In the 71 days since she first saw her doctor about a suspicious lump in her right breast, Ricki Harvey has had 40 appointments about her medical care. First came the mammogram, the ultrasound and the biopsy. Then meetings with the surgical oncologist, the radiation oncologist, the general oncologist, the social worker, the geneticist and the physical therapist. Then her twice-weekly chemotherapy infusions.
At Harvey's side every step of the way were "patient navigators" — in her case, nurses — whose job is to help guide cancer patients through a system that has become so complex and fragmented that it is beyond the ken of many people, especially at such a vulnerable time.
Many patients rave about them, calling them a godsend. "Some people have to do this all on their own," said Harvey, 65, a retired elementary school principal from McLean, Va. "I can't even imagine."
Yet so far, research shows that, with the possible exception of poor people who typically don't receive sufficient medical care, navigators have only a modest effect on how well patients do.
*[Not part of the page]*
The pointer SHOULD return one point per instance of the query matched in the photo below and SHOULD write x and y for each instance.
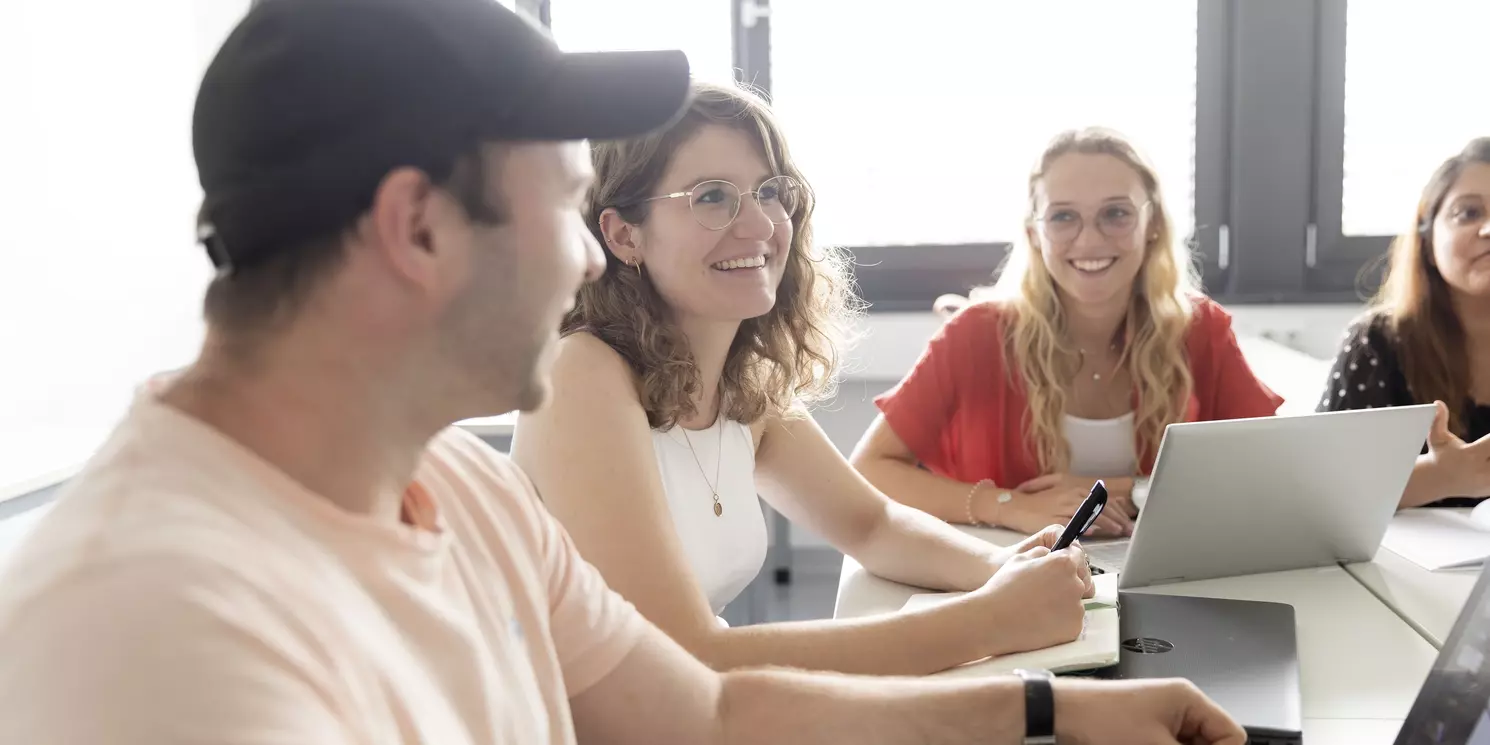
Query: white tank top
(727, 550)
(1101, 447)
There is little evidence that they save money. And research on patient satisfaction is mixed.
Those findings have relevance as the health-care system moves from a fee-for-service model to one that rewards high-quality care. Doctors and hospitals are under growing pressure to rein in costs and show that every new initiative has value. But value can be subjective and difficult to measure. Are navigators, for example, a nice add-on service that merely reassures patients, or do they contribute much more?
"I think for a lot of patients, maybe even the majority of patients with cancer, navigation may not have that big an impact on the kind of care they get," said Scott Ramsey, a professor of public health sciences at the Fred Hutchinson Cancer Research Center in Seattle, who studied the cost-effectiveness of navigators in a large National Cancer Institute project.